This is a cross-sectional and correlative study. Cross-sectional studies analyze data gathered from a population at a single point in time for measuring the prevalence of health outcomes and for describing features of a population [59]. This design enabled us to perform this observational study and to gather data to characterize self-regulation and EFs and QOL among children/adolescents with emotional regulation disorders at a single point in time and compare this information to that of the health controls. The correlative part enabled us to examine the relations between the examined variables among the study group in order to understand the implications of EFdys on various QOL domains.

3. Results

3.1. Hypothesis 1: Differences between Both Groups

When referring to the differences in self-regulation, as mentioned above, the control group included children with no self-regulation difficulties according to the CBCL cutoff score. Table 2 depicts the CBCL scores of both groups to reflect the greater self-regulation difficulties of the study group, as manifested in all CBCL scales, in the internalization, externalization and total scores. The effect size of all observed variables was the partial eta square ηp2 that ranged from 0.14 to 0.45, indicating large effect sizes.
The differences in EFs between both groups according to the BRIEF:
The study group showed greater EFdys than the control group in all EFs components, as reported by parents in the BRIEF (except for the ability to organize materials), as presented in Table 3. The effect size of all observed variables was the partial eta square ηp2 that ranged from 0.05 to 0.42, indicating small to large effect sizes.
Chi-square analyses showed that EFdys (based on a total standard score of 65 and above) were found among 60% of the study group, as compared to 0% of the controls (χ(1)2 = 20.75, p < 0.0001).
The differences in QOL domains between both groups according to the Peds-QL:
The study group had significantly lower emotional, social and school-related QOLs than the control group. The effect size of all the observed variables was the partial eta square ηp2 that ranged from 0.05 to 0.46, indicating small to large effect sizes. (see Table 4).

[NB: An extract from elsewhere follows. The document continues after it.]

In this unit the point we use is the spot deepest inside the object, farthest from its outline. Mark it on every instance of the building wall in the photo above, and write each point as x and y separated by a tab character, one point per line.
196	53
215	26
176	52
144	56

3.2. Hypothesis 2: Correlations between Variables in the Study Group

Medium to high significant positive correlations were found between the BRIEF components and CBCL scales. Therefore, greater difficulties in self-regulation (CBCL) correlated with greater EFdys (BRIEF). Medium to high significant negative correlations were found between the CBCL scores and Peds-QL scores: greater difficulties in self-regulation correlated with a lower QOL (see Table 5).

3.3. Hypothesis 3: Prediction of QOL in the Study Group by Self-Regulation (CBCL) and EFs (BRIEF)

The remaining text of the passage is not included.